Ma ecco una nuova trappola. Anche qui, fra esclusi non omologabili e uomini ai vertici di un’azienda che ha creato un mondo in cui Barbie comanda tutto, si ricade ancora una volta nel baratro sessista. E forse non è stato sufficiente neppure che la Mattel virasse di recente verso altre barbie dalle caratteristiche più inclusive. Come uscirne? Probabilmente quell’ignavo geniaccio indiano che ha proiettato il film Oppenheimer con Cillian Murphy nei panni del padre della bomba atomica, la sapeva più lunga di tutti i noi che abbiamo popolato il web di meme fantasticamente ridicoli, inequivocabilmente affascinati dal fenomeno ibrido Barbienheimer.

Insomma che dire, Barbie è un film assolutamente imperdibile, da vedere a tutti i costi e non per dare slancio a slogan anti-patriarcali ripetuti a pappagallo come il Ken di cui sopra, ma per riflettere sulla nostra stessa natura umanamente ipocrita. Chi d’altro canto, mano sul cuore, uomo o donna, può affermare di non aver mai distrutto o deturpato una barbie in vita sua? In entrambe i casi possiamo interpretarlo tanto come rifiuto di una schema, se è stata una ragazzina a farlo, tanto quanto come germoglio maschilista se è stato invece un “little bad boy”.

Forse a un certo punto dobbiamo fare a pezzi perfino i nostri miti, come rito di passaggio, di crescita e consapevolezza della nostra unicità. Magari allora la verità sta nel mezzo, siamo tutti un po’ “weirdos”, come la barbie ossessivamente tesa alla spaccata che nel film ha il volto di Kate McKinnon, un po’ pink e un po’ dark, a giorni alterni e per fortuna non c’è niente di male in questo. Non resta che ballarci su, salutando amabilmente i mezzi busti dell’ex wrestler John Cena-Tritone e Dua Lipa-sirena, letteralmente incastonati dentro un durissimo quanto azzurro cemento oceanico, che assieme a Lizzo, Billie Eilish e molti altri artisti, fra i più acclamati del panorama musicale, coesistono in una colonna sonora da movimento d’anca assicurato.

E se rimane ancora tristemente riconoscibile l’assunto di Ariana Greenblatt, nel film Sasha, la figlia di Gloria, per cui “tutti odiano le donne: donne e uomini”, possiamo tentare di fuggire semplicemente anche noi dalla nostra personale Barbieland fantascientificamente libera da cellulite, o Mojo Dojo Ken House infestata di cavalli e testosterone, intesi entrambe come inscatolamenti mentali, per cui dobbiamo dimostrare per forza di essere migliori dell’uomo o della donna di turno, per accettare di essere solo noi stessi, imperfezioni e ripensamenti inclusi.

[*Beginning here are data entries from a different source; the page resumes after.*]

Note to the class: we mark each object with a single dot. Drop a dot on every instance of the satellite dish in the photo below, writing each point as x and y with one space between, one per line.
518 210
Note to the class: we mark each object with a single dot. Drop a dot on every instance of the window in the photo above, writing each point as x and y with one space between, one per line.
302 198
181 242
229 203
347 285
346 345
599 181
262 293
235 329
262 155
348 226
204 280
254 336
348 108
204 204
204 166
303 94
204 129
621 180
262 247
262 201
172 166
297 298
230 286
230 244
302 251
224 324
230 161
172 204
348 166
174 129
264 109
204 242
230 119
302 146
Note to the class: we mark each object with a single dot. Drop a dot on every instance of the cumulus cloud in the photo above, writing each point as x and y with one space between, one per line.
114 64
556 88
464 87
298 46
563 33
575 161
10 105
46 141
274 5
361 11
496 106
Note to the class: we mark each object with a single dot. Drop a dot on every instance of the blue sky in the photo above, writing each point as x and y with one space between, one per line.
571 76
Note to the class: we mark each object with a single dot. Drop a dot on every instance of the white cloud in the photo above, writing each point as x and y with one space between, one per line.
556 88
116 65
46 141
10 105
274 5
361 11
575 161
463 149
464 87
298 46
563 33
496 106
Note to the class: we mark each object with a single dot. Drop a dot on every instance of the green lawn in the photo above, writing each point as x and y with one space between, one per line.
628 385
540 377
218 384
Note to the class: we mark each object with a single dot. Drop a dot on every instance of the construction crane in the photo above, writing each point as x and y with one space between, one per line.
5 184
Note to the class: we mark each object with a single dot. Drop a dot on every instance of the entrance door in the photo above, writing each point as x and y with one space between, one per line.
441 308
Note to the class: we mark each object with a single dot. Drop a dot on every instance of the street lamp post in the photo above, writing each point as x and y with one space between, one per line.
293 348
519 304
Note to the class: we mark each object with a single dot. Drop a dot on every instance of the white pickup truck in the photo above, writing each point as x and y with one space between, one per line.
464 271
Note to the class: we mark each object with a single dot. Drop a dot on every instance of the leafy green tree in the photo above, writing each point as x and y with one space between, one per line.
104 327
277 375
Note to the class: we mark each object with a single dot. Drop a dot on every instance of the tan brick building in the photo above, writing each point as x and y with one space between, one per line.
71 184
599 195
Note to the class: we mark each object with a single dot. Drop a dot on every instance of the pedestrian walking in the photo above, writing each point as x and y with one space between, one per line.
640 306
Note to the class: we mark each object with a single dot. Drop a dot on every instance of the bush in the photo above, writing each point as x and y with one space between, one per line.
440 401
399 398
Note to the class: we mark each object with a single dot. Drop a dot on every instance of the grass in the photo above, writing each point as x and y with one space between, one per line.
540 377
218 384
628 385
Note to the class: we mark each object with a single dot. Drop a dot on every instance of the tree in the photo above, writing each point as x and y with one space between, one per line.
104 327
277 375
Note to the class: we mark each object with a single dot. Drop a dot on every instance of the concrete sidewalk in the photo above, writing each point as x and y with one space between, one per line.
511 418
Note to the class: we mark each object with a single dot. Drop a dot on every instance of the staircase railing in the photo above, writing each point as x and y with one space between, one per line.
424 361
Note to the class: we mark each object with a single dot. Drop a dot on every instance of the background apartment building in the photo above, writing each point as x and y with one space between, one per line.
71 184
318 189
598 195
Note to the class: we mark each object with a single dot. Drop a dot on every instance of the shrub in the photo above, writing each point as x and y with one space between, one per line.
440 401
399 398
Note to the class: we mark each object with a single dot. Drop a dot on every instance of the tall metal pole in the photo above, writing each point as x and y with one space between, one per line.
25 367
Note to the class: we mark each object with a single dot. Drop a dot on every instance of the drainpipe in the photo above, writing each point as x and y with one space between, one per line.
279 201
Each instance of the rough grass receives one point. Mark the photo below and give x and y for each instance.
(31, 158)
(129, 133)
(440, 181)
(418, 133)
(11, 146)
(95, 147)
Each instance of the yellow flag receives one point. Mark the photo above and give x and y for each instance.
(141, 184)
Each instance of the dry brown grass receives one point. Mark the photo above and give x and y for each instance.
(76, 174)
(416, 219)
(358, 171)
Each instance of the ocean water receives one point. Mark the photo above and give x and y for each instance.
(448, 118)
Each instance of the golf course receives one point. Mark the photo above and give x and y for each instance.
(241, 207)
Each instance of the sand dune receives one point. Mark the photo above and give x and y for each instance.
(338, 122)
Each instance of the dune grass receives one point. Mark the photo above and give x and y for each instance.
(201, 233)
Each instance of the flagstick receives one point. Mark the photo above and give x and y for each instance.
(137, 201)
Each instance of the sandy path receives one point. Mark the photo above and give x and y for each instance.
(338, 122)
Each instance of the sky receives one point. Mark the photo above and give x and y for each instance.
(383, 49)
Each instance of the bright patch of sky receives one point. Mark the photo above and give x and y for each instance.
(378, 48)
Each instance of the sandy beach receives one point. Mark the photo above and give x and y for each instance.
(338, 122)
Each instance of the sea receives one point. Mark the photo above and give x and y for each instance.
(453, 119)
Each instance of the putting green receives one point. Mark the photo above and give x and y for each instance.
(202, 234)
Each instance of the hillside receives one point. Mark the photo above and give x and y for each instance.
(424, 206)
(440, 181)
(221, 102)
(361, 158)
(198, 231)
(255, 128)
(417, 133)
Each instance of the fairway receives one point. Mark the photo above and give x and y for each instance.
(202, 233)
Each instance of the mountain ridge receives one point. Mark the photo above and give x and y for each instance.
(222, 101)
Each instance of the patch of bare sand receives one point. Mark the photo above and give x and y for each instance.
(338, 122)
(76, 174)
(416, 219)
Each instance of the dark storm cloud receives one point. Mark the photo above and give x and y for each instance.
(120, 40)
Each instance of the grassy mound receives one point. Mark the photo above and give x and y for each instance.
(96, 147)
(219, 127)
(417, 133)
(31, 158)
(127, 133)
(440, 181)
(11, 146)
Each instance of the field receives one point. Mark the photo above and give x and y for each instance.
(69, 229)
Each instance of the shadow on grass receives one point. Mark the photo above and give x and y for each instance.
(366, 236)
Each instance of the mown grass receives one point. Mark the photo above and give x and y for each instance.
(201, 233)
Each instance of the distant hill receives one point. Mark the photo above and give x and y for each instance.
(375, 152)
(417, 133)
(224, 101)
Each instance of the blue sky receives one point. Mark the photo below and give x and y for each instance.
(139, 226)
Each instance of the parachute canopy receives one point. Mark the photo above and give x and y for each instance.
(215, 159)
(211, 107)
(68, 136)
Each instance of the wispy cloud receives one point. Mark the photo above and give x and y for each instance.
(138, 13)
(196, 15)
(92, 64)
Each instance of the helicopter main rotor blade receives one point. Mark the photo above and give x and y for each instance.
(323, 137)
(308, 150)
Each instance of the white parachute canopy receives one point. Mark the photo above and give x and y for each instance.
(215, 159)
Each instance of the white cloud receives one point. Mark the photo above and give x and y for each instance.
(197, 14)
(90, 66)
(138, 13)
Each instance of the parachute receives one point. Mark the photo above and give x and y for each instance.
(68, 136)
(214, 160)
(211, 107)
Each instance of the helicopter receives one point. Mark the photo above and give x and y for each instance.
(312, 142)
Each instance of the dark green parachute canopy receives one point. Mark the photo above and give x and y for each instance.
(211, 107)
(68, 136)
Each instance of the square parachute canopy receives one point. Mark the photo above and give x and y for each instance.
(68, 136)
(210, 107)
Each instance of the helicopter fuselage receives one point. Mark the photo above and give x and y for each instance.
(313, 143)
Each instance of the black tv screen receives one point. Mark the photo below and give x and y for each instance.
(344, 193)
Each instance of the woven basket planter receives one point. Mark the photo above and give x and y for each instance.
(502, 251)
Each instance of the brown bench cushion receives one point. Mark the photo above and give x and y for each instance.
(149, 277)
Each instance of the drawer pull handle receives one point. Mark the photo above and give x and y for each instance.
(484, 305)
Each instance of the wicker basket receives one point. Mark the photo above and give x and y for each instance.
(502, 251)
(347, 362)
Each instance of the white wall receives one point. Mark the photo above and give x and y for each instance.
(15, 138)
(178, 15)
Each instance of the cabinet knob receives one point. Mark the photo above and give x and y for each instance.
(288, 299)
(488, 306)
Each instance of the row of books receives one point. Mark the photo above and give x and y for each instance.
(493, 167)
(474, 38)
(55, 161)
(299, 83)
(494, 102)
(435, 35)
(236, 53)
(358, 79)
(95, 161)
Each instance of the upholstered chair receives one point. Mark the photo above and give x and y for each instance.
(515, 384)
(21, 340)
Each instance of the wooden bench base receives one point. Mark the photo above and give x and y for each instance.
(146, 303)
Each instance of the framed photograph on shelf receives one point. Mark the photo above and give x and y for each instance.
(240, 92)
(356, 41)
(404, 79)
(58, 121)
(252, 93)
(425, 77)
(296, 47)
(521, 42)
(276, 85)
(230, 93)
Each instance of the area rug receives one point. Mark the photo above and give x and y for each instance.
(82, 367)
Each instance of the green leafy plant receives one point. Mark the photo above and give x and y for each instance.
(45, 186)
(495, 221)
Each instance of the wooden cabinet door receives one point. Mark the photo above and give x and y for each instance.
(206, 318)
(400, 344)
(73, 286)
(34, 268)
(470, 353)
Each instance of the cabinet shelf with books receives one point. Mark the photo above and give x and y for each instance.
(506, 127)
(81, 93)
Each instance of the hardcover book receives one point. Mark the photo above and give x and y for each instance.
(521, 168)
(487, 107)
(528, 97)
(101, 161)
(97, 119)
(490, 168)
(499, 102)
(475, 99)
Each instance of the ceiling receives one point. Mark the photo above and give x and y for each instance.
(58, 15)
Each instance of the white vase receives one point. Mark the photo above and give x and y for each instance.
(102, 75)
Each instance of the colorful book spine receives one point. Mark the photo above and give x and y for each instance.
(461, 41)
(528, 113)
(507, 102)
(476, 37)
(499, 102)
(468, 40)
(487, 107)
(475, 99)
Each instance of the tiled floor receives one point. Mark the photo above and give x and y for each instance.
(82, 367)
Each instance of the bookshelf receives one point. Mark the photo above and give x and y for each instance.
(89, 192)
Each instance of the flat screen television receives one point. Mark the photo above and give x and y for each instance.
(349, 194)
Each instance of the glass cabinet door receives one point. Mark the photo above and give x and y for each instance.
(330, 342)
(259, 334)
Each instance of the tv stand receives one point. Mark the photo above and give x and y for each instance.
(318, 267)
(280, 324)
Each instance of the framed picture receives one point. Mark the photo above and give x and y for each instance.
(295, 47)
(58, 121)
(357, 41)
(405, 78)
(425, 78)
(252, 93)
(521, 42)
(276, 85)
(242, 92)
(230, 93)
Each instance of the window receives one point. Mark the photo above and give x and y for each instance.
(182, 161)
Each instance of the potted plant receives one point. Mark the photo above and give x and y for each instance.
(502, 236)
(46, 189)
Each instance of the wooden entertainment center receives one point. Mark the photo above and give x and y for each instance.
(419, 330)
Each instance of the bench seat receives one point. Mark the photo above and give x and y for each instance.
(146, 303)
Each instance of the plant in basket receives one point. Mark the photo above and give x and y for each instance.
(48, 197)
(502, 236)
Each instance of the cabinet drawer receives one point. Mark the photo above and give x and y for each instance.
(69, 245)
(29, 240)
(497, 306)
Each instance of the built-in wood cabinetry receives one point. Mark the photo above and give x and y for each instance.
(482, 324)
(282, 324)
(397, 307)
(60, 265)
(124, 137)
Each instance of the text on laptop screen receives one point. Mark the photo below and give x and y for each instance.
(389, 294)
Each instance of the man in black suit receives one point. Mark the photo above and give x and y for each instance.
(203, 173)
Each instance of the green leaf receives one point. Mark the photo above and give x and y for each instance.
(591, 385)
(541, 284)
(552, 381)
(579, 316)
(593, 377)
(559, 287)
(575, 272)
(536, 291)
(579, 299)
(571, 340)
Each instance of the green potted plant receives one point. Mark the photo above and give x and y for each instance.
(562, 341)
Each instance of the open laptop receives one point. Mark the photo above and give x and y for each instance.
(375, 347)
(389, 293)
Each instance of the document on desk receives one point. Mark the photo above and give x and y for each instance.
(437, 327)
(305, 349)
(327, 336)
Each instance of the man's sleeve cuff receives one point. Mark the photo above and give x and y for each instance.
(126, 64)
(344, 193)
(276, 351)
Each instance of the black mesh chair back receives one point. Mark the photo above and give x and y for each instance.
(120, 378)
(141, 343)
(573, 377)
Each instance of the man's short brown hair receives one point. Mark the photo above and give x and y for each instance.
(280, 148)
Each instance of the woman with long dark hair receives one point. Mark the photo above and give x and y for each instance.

Magari ci basta semplicemente essere Barbara dai piedi piatti in birckenstock rosate, o “solo” Ken (Kenough) in autonomia, senza sentirsi l’accessorio di nessuna… Sfrecciando liberi su pattini fluo, nella Venice Beach dei nostri sogni off course!

In fondo è questo il messaggio di questo bel film da ben 145 milioni di dollari, che immaginiamo già campione d’incassi, grazie a Greta Gerwig per avercelo ricordato.